Read this before the big day. 

By Grace Elkus
Updated November 20, 2017
Maren Caruso/Getty Images

1. Refusing the Help of Your Guests

If you’re hosting Thanksgiving, it’s likely you have a very clear vision of how you want the meal to go. Consequently, it can be hard to delegate anything to guests, who may not execute your instructions according to plan (the oversized ice cubes are for cocktails, not water!) But from the table settings to the drinks to the dessert, there’s a lot on your plate, and it’s wise to take advantage of having people around to help. Plus, they’ll feel better knowing they contributed. Short one stick of butter? Send someone to the store. Designate a family member to provide refills on wine. Prepare one table setting in advance, so that someone else can set up the others, using yours as a guide. Flatter a younger guest by asking them to control the music. Now everyone’s busy—but you still have control of the kitchen.

2. Not Tasting as You Go

Even if most days of the year you tend to cook with intuition, Thanksgiving is likely when you whip out the recipes (in fact, we’re banking on it). But that doesn’t mean you can’t tweak dishes to your liking. Taste as you go—that includes everything from the cranberry sauce (can often use more orange zest), to the mashed potatoes (they’ll need more salt than you think). For dishes like dinner rolls that you can’t taste until they’re baked, do a test run a few days prior or try one before you serve (you can often employ a quick fix). For example, if they taste a little bland, brush them with melted butter and sprinkle with flaky sea salt.

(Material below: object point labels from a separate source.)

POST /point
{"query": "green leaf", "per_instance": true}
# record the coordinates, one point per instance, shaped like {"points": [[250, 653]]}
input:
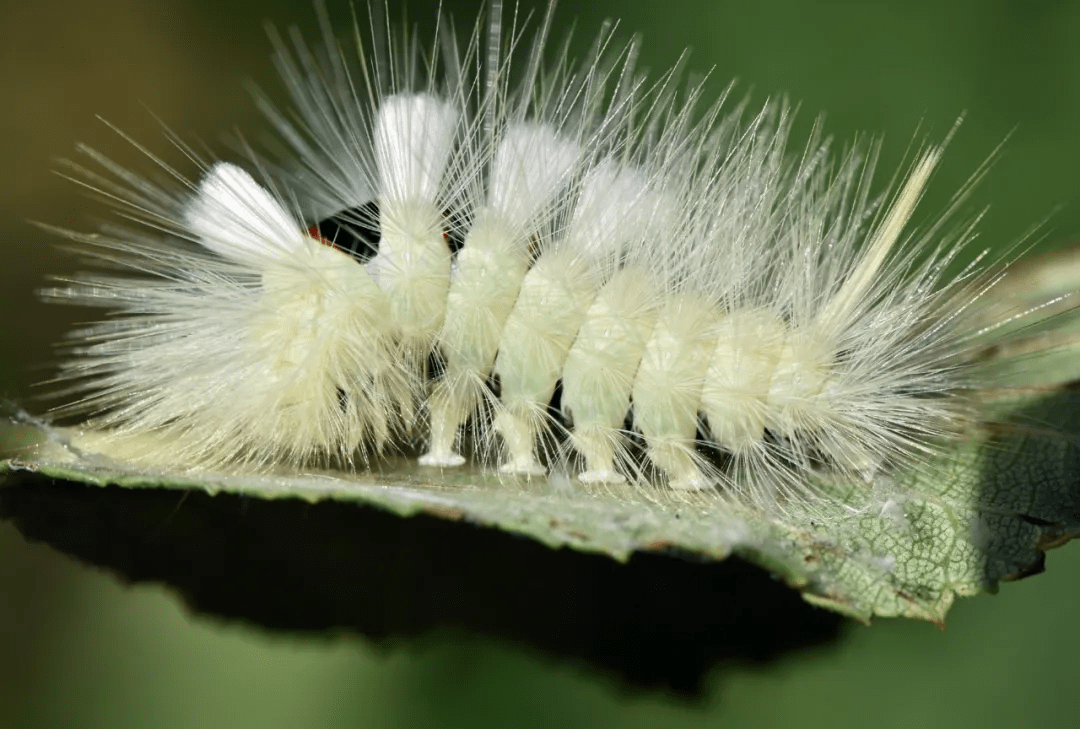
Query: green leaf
{"points": [[985, 511]]}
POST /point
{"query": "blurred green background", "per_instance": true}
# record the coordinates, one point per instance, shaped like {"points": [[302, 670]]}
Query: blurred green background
{"points": [[79, 649]]}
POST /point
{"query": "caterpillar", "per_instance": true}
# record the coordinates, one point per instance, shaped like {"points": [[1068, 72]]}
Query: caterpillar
{"points": [[488, 252]]}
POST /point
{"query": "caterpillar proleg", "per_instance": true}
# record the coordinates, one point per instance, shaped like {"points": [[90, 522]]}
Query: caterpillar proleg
{"points": [[489, 252]]}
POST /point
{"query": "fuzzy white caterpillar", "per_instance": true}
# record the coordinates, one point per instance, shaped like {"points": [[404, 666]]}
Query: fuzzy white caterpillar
{"points": [[576, 270]]}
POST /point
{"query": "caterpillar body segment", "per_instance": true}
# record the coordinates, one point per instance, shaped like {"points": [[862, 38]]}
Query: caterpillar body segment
{"points": [[571, 270]]}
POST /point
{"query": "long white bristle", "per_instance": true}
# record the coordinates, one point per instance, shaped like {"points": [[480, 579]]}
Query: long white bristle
{"points": [[567, 269]]}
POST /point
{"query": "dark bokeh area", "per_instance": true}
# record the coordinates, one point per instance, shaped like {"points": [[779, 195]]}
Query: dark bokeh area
{"points": [[80, 648], [659, 622]]}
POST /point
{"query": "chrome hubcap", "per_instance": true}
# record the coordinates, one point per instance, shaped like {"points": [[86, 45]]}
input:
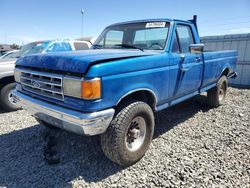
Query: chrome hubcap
{"points": [[136, 134]]}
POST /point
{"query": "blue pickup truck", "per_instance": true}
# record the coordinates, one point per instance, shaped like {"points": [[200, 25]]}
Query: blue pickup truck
{"points": [[113, 90]]}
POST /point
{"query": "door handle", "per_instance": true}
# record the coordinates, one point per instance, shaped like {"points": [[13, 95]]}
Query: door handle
{"points": [[197, 59]]}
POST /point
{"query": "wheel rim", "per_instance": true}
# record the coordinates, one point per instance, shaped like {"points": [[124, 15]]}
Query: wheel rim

3. Forgetting About Appetizers (Or, Conversely, Making Too Many)

A successful Thanksgiving appetizer spread will tide people over without overstuffing them. We suggest opting for lighter fare, such as a crudité platter with a light, yogurt-based dip. This gives you the chance to bring color and fresh vegetables to an otherwise very brown, comfort food-heavy meal (now isn’t the time for mac and cheese bites, or a charcuterie platter). Don’t have time to prep one from scratch? Buy one at the supermarket (look for ones with veggies cut in the store, as opposed to pre-wrapped ones the store buys already cut), and add something homemade, such as pita chips. Transfer to a serving tray, and no one will know the difference. Marinated olives are also a great option (plus, they couldn’t be easier), as are stuffed Peppadew peppers.